I am trying to write a simple script that will take csv as an input and write it in a single spreadsheet document. Now I have it working however the script is slow. It takes around 10 minutes to write cca 350 lines in two worksheets.
Here is the script I have:
#!/usr/bin/python
import json, sys
import gspread
from oauth2client.client import SignedJwtAssertionCredentials
json_key = json.load(open('client_secrets.json'))
scope = ['https://spreadsheets.google.com/feeds']
# change to True to see Debug messages
DEBUG = False
def updateSheet(csv,sheet):
linelen = 0
counter1 = 1 # starting column in spreadsheet: A
counter2 = 1 # starting row in spreadsheet: 1
counter3 = 0 # helper for iterating through line entries
credentials = SignedJwtAssertionCredentials(json_key['client_email'], json_key['private_key'], scope)
gc = gspread.authorize(credentials)
wks = gc.open("Test Spreadsheet")
worksheet = wks.get_worksheet(sheet)
if worksheet is None:
if sheet == 0:
worksheet = wks.add_worksheet("First Sheet",1,8)
elif sheet == 1:
worksheet = wks.add_worksheet("Second Sheet",1,8)
else:
print "Error: spreadsheet does not exist"
sys.exit(1)
worksheet.resize(1,8)
for i in csv:
line = i.split(",")
linelen = len(line)-1
if (counter3 > linelen):
counter3 = 0
if (counter1 > linelen):
counter1 = 1
if (DEBUG):
print "entry length (starting from 0): ", linelen
print "line: ", line
print "counter1: ", counter1
print "counter3: ", counter3
while (counter3<=linelen):
if (DEBUG):
print "writing line: ", line[counter3]
worksheet.update_cell(counter2, counter1, line[counter3].rstrip('\n'))
counter3 += 1
counter1 += 1
counter2 += 1
worksheet.resize(counter2,8)
I am sysadmin so I apologize in advance for shitty code.
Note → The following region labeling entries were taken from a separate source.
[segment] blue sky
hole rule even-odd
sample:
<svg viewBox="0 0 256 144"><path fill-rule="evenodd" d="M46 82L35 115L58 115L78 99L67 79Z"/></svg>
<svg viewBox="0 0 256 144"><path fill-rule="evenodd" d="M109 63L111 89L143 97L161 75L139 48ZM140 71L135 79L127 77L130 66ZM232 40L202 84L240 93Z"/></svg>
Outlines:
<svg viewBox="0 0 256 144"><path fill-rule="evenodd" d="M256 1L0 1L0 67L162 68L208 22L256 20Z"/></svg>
Anyway, the script will take line by line from csv, split by comma and write cell by cell, hence it takes time to write it. The idea is to have cron execute this once a day and it will remove older entries and write new ones -- that's why I use resize().
Now, I am wondering if there is a better way to take whole csv line and write it in the sheet with each value in it's own cell, avoiding writing cell by cell like I have now? This would significantly reduce time it takes to execute it.
Thanks!
Yes, this can be done. I upload in chunks of 100 lines by 12 rows and it handles it fine - I'm not sure how well this scales though for something like a whole csv in one go. Also be aware that the default length of a sheet is 1000 rows and you will get an error if you try to reference a row outside of this range (so use add_rows
beforehand to ensure there is space). Simplified example:
data_to_upload = [[1, 2], [3, 4]]
column_names = ['','A','B','C','D','E','F','G','H', 'I','J','K','L','M','N',
'O','P','Q','R','S','T','U','V','W','X','Y','Z', 'AA']
# To make it dynamic, assuming that all rows contain same number of elements
cell_range = 'A1:' + str(column_names[len(data_to_upload[0])]) + str(len(data_to_upload))
cells = worksheet.range(cell_range)
# Flatten the nested list. 'Cells' will not by default accept xy indexing.
flattened_data = flatten(data_to_upload)
# Go based on the length of flattened_data, not cells.
# This is because if you chunk large data into blocks, all excess cells will take an empty value
# Doing the other way around will get an index out of range
for x in range(len(flattened_data)):
cells[x].value = flattened_data[x].decode('utf-8')
worksheet.update_cells(cells)
If your rows are of different lengths then clearly you would need to insert the appropriate number of empty strings into cells
to ensure that the two lists don't get out of sync. I use decode for convenience because I kept crashing with special characters so seems best to just have it in.